How do I ignore an exception?

@Daniel has already provided the canonical method to use to do this. Look through the other methods in scala.util.control.Exception--they are quite helpful and generic!

If you need to get a return value out of the try block, use failing instead of ignoring (but be aware that the result is an Any, i.e. not typesafe).

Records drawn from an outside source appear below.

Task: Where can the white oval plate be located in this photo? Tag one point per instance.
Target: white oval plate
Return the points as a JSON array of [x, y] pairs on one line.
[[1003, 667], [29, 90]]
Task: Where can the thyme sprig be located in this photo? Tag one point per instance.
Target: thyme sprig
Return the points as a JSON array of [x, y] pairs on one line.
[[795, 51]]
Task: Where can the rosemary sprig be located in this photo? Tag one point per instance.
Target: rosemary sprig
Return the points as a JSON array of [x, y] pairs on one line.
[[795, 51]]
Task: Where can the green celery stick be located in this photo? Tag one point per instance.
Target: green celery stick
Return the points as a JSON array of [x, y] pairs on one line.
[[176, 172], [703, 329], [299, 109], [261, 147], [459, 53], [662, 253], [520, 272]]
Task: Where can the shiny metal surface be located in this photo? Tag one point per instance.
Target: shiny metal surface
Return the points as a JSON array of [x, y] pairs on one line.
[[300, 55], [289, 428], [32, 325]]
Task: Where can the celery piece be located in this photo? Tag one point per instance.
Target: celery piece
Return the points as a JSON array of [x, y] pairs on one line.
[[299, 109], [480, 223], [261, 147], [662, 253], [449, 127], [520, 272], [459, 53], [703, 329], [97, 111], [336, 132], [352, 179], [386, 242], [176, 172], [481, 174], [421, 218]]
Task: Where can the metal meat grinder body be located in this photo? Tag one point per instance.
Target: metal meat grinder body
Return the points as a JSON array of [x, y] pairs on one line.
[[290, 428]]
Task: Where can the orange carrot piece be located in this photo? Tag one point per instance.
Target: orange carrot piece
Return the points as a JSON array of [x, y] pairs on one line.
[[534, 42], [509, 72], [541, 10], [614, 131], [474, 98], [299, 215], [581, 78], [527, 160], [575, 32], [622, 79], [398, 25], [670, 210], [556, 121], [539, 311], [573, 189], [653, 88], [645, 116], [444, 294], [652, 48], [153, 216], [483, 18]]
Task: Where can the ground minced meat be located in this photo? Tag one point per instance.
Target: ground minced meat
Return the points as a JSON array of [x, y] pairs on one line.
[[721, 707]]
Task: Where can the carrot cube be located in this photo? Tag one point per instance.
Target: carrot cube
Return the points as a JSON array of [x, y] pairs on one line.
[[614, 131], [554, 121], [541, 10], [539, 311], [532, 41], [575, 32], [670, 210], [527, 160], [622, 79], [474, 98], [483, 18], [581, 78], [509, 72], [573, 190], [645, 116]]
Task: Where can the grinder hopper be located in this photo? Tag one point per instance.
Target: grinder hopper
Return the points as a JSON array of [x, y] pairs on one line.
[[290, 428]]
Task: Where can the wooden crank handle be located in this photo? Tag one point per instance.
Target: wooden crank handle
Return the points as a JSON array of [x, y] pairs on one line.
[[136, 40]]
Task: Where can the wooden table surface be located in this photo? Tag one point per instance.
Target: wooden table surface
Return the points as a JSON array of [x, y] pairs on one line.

You can also write your own exception-catcher, which will be a little slow for heavy-duty work but otherwise nice to use:

class DefaultOn[E <: Exception] {
  def apply[A](default: => A)(f: => A)(implicit m: Manifest[E]) = {
    try { f } catch { case x if (m.erasure.isInstance(x)) => default }
  }
}
object DefaultOn { def apply[E <: Exception] = new DefaultOn[E] }

scala> DefaultOn[NumberFormatException](0) { "Hi".toInt }
res0: Int = 0

Or if you like options:

class TryOption[E <: Exception] {
  def apply[A](f: => A)(implicit m: Manifest[E]) = {
    try { Some(f) } catch { case x if (m.erasure.isInstance(x)) => None }
  }
}
object TryOption { def apply[E <: Exception] = new TryOption[E] }

scala> TryOption[NumberFormatException] { "Hi".toInt }
res1: Option[Int] = None

Or you can be inspired by this plus the library routines and create your own methods to ignore multiple different exceptions and preserve types on the return value.

scala.util.control.Exception.ignoring(classOf[ExceptionType]) {
  ... // Some throwing code
}